NPPC and scientists such as Dr Scott Hurd, former US Department of Agriculture deputy undersecretary for food safety, strongly criticized Consumers Union for attempting to link antibiotics use in food animals with antibiotic resistance in humans and for ignoring more than 15 years of data from federal public health agencies, showing significant reductions in bacteria on meat. Among their criticisms of the 'findings' in the Consumer Reports article:
- The low number of samples tested (198) does not provide a nationally informative estimate of the true prevalence of the cited bacteria on meat.
- Yersinia enterocolitica found by Consumers Union on some pork has more than 50 serotypes and several biotypes, only a few of which are pathogenic and, thus, could cause illness. Consumers Union either did not conduct, or chose not to report the results of, tests to determine if the bacteria it found were pathogenic. Federal surveillance data show a greater than 50 per cent decline in human Yersinia cases since 1996. The Centers for Disease Control and Prevention reports a low number of US cases, so low, in fact, that USDA’s Food Safety Inspection Service does not test pork for it.
- The few antibiotics the article cited as being unable to treat some bacteria – because of resistance – are in classes that are not considered critically important to human health.

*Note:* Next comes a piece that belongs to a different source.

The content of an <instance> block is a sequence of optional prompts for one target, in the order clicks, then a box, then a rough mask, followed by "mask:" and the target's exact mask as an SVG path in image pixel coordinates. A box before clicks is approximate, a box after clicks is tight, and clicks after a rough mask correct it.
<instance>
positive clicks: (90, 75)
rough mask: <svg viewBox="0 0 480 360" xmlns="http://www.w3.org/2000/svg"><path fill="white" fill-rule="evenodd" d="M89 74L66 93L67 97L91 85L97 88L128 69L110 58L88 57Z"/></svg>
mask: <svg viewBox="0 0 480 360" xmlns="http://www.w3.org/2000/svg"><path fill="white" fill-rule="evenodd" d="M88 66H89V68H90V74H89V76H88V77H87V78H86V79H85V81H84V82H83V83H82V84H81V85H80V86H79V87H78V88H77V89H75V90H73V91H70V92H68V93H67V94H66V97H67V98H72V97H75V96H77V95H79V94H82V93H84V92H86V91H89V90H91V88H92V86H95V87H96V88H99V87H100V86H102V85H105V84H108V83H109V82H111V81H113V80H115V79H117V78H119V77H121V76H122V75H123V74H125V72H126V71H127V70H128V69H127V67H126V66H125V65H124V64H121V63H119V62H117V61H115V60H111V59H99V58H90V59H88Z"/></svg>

Regardless, virtually every bacteria has some antibiotics to which it is resistant.
- Consumers Union cast aspersions on the FDA approval process for animal drugs by referring to European concerns over ractopamine, a feed supplement approved by FDA and the United Nations’ food-safety standards-setting body after in-depth scientific analysis. Additionally, ractopamine is not an antibiotic.
"This report was obviously written to support Consumers Union's claim that antibiotics use in food animal production is the major cause of antibiotic resistance, or treatment failures, in human medicine," Hunt said. "The article and Consumers Union disregarded numerous peer-reviewed risk assessments that show any risk to human health from antibiotics use in food animals is negligible.
"The simple fact is that pork producers like me use FDA-approved antibiotics very judiciously to keep our animals healthy and to produce safe pork for consumers."